Mutual respect and reverence, however, do require humility, a virtue closely associated with religious wisdom in the Hindu tradition. A fundamental theological ground for humility is the Hindu teaching that God is always more than we can describe or understand with our finite minds and languages.
Taittirīya Upaniṣad speaks of God as the one "from whom all words, along with the mind, turn back having failed to grasp (yato vāco nivartante aprāpya manasā saha)." The implication is that we can only profess our traditions with humility and be open always to the possibility of learning from and being enriched by the wisdom of others. Ṛg Veda entreats us to welcome wisdom from all sources (ā no bhadrāh krtavo yantu vishvatah). One of the sources of disrespect and arrogance is the belief that religious truth is limited to one way of speaking or to one tradition.
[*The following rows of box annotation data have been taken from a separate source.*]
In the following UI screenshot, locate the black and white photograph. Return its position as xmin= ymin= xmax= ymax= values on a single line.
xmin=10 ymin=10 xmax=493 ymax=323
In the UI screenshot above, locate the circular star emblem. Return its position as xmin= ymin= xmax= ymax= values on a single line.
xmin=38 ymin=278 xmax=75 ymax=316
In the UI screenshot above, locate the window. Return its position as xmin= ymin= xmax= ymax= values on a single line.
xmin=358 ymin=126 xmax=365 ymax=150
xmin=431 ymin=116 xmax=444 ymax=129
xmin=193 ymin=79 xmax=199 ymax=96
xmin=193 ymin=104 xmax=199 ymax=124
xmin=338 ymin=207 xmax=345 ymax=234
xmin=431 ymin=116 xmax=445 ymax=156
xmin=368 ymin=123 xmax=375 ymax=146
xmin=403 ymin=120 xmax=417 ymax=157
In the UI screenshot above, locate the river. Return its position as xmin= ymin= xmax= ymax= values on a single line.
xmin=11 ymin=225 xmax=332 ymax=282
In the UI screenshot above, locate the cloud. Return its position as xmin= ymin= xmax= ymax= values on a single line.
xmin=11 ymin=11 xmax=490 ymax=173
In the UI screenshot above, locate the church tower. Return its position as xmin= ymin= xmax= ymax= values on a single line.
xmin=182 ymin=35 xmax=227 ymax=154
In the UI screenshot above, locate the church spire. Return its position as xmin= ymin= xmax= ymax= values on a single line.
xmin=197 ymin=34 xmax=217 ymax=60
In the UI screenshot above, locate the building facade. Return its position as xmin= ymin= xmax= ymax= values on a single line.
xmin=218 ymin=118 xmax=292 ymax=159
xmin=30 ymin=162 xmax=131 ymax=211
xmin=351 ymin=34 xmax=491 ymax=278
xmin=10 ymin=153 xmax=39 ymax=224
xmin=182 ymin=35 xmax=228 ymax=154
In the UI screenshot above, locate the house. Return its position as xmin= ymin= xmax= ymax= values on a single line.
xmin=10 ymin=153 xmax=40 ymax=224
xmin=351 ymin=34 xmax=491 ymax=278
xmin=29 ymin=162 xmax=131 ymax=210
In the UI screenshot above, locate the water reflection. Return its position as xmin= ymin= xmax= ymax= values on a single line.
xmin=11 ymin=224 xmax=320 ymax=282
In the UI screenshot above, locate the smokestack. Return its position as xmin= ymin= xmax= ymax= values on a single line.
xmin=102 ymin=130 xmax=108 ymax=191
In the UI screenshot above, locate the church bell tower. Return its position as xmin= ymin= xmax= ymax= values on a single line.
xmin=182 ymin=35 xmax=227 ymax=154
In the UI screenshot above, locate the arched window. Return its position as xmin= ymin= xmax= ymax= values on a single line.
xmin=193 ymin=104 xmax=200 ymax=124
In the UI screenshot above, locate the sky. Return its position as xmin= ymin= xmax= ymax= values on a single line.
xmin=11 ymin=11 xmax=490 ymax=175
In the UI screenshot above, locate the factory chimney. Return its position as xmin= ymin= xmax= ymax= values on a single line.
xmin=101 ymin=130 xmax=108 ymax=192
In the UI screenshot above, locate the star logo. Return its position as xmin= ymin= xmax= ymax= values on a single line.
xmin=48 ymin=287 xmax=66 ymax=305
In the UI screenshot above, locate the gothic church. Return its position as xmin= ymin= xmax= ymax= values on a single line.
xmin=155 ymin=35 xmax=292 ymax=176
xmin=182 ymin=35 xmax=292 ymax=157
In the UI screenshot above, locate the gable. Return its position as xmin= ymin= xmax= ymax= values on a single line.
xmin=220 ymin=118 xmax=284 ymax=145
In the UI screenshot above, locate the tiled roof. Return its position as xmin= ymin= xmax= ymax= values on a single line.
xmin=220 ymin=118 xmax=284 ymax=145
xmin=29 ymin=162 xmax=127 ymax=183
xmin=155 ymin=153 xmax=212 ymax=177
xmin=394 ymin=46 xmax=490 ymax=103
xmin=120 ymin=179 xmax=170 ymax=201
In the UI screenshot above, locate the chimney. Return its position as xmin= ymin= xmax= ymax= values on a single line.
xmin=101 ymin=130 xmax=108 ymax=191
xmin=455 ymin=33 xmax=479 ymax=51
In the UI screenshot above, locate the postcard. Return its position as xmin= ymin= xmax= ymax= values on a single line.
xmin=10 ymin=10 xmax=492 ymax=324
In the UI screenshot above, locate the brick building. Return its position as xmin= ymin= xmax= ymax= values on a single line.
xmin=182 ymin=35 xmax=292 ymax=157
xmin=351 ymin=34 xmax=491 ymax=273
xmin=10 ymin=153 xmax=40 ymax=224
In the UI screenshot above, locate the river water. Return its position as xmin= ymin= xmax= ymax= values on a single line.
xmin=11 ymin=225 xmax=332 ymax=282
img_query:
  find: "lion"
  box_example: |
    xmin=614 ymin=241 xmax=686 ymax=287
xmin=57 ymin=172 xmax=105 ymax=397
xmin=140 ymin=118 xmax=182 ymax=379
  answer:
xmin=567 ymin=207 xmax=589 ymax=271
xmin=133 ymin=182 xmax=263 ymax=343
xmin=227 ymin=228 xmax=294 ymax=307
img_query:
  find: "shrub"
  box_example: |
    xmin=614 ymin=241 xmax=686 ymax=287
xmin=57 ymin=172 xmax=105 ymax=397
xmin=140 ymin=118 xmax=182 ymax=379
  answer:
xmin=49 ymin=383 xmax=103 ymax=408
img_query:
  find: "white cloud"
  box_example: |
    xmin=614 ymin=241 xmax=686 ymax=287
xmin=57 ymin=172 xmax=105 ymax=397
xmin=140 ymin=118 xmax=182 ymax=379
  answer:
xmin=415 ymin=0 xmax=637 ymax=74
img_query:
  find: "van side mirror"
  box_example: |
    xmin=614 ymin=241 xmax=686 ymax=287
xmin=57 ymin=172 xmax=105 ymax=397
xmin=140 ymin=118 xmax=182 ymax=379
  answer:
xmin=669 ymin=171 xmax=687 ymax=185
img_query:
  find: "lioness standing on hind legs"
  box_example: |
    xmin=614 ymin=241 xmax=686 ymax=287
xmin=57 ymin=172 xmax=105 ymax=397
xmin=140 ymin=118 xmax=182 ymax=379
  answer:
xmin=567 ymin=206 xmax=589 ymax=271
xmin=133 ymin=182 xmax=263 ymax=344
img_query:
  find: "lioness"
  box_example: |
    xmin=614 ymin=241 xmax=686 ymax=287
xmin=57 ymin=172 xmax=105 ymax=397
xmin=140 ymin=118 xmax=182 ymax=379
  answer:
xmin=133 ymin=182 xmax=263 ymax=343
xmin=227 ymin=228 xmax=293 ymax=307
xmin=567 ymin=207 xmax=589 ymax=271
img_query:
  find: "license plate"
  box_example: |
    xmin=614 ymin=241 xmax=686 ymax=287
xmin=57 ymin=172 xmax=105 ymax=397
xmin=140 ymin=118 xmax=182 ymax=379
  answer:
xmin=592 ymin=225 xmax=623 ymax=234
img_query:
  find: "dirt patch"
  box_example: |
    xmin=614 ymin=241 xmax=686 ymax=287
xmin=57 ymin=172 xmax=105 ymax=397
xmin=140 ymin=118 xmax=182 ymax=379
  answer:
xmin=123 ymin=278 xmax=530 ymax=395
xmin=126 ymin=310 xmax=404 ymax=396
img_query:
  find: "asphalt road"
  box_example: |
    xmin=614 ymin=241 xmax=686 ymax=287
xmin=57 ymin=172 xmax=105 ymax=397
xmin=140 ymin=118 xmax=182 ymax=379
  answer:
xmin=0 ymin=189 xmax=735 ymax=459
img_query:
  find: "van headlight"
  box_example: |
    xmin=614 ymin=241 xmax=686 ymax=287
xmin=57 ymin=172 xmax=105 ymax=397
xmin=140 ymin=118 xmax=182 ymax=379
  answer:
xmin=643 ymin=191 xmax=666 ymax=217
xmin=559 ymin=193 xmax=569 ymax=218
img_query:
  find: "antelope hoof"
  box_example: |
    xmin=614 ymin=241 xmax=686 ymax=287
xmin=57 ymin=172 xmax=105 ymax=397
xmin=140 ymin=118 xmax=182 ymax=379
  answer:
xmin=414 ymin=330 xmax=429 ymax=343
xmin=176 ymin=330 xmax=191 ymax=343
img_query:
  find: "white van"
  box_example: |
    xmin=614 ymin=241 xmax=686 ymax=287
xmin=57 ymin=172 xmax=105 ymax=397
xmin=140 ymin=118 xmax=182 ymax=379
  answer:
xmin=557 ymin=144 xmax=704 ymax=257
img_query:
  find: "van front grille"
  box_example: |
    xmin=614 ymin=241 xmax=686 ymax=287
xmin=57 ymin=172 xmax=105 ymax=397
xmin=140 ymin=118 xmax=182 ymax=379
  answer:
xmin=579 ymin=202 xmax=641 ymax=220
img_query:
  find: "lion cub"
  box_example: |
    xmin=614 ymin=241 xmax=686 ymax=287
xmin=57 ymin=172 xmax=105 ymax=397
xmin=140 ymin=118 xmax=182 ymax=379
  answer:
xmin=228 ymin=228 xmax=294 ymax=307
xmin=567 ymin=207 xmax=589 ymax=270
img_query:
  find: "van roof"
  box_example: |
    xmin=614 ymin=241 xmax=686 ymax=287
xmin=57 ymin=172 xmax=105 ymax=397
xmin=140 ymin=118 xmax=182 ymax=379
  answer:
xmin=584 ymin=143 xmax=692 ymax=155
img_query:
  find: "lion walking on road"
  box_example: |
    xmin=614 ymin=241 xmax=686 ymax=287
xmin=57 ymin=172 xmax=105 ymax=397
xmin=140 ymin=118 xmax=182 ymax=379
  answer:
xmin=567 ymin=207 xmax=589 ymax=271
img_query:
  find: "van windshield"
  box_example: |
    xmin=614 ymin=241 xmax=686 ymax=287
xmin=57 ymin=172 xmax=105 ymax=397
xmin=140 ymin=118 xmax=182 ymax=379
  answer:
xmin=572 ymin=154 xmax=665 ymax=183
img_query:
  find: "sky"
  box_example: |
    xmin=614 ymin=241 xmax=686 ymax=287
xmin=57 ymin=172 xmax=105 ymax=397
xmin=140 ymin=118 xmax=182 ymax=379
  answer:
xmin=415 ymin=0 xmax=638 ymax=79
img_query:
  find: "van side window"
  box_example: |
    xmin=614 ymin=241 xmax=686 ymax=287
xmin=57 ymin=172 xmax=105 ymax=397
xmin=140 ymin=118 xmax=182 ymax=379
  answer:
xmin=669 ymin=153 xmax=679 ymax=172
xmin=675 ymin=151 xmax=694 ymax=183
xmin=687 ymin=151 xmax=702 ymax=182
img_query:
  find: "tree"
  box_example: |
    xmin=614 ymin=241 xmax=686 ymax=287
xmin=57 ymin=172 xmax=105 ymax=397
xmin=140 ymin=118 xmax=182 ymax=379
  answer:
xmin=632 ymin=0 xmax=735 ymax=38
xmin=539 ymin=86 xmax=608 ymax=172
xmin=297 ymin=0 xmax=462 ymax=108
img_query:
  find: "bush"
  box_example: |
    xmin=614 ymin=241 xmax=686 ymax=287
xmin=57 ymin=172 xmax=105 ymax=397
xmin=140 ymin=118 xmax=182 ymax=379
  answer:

Mutual respect and humility must deeply inform and guide our dialogue over what is, today, the most contentious issue between our two traditions. I speak of the phenomena of religious conversion. Let me state, at the outset, that the Hindu tradition values and affirms teachings that Hindus regard as true and worth sharing with others. The motivation for such sharing is the conviction that these teachings are universally relevant and conducive to human wellbeing. Generally speaking, however, such sharing of religious teachings took place in response to a request from the receiver. This practice minimized aggression, and encouraged sharing that was characterized by dialogical exchange between teacher and student.
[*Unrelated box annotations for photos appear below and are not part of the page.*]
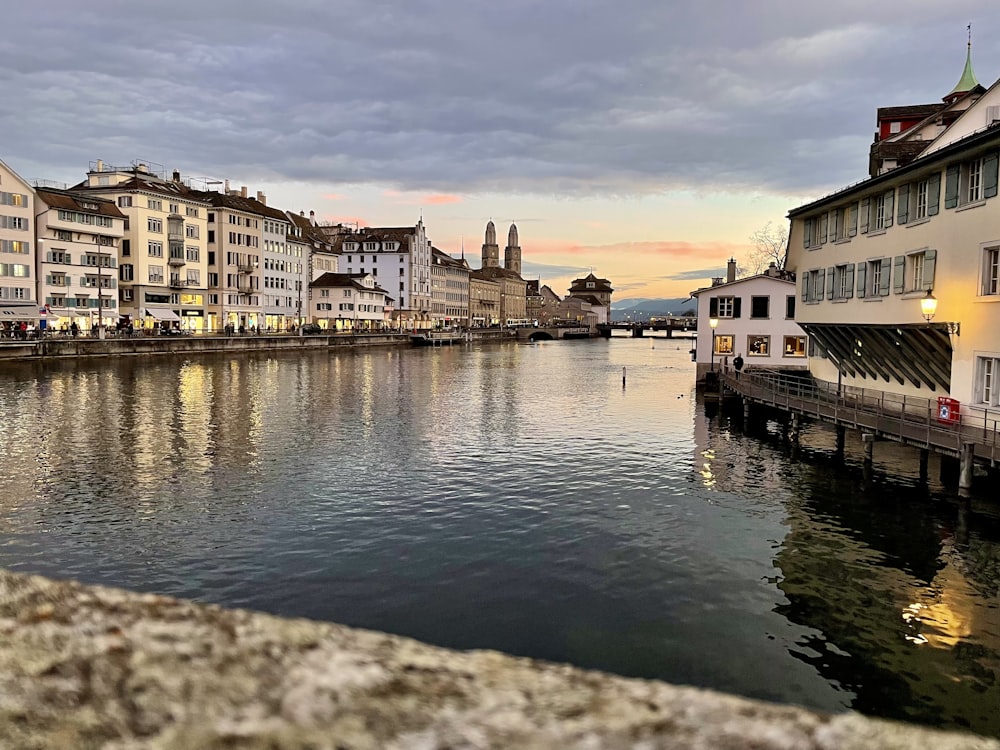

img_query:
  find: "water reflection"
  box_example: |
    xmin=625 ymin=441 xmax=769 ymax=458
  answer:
xmin=0 ymin=340 xmax=1000 ymax=735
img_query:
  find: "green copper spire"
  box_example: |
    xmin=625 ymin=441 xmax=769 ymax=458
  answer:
xmin=945 ymin=24 xmax=979 ymax=99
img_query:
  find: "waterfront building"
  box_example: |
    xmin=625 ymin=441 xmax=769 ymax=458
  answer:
xmin=569 ymin=272 xmax=615 ymax=323
xmin=431 ymin=247 xmax=470 ymax=327
xmin=788 ymin=48 xmax=1000 ymax=418
xmin=0 ymin=160 xmax=39 ymax=326
xmin=35 ymin=187 xmax=125 ymax=335
xmin=691 ymin=259 xmax=808 ymax=380
xmin=321 ymin=219 xmax=433 ymax=330
xmin=309 ymin=273 xmax=392 ymax=331
xmin=72 ymin=160 xmax=210 ymax=331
Hindus and Catholics need to come together in dialogue on this divisive issue. Such dialogue will help us to clarify our concerns and to discover the areas of our mutual agreement. We will agree, I believe, that religious commitment is meaningful only when freely chosen. No tradition is served if converts are gained through unethical methods of coercion, through the promise of economic or political rewards or through misrepresentation of self or other. Human vulnerability in times of material and emotional need must not be exploited for the purpose of gaining converts. Our two traditions commend generosity as an end in itself, and as an outpouring of love and compassion that is free from the expectation of reward. We need also to control our tendency to speak of the ideals of our own tradition and flawed realities of the other tradition.
Mutual respect and reverence must also be grounded in a value for the dignity and sacred worth of the human being. The Hindu tradition teaches that God exists equally in all beings. There is no life outside of God and there is nothing that exists which is not sustained by God. No being is excluded. Every human encounter is an encounter also with God. This is the source of our reverence for the human person and our affirmation of her and his dignity and equal worth.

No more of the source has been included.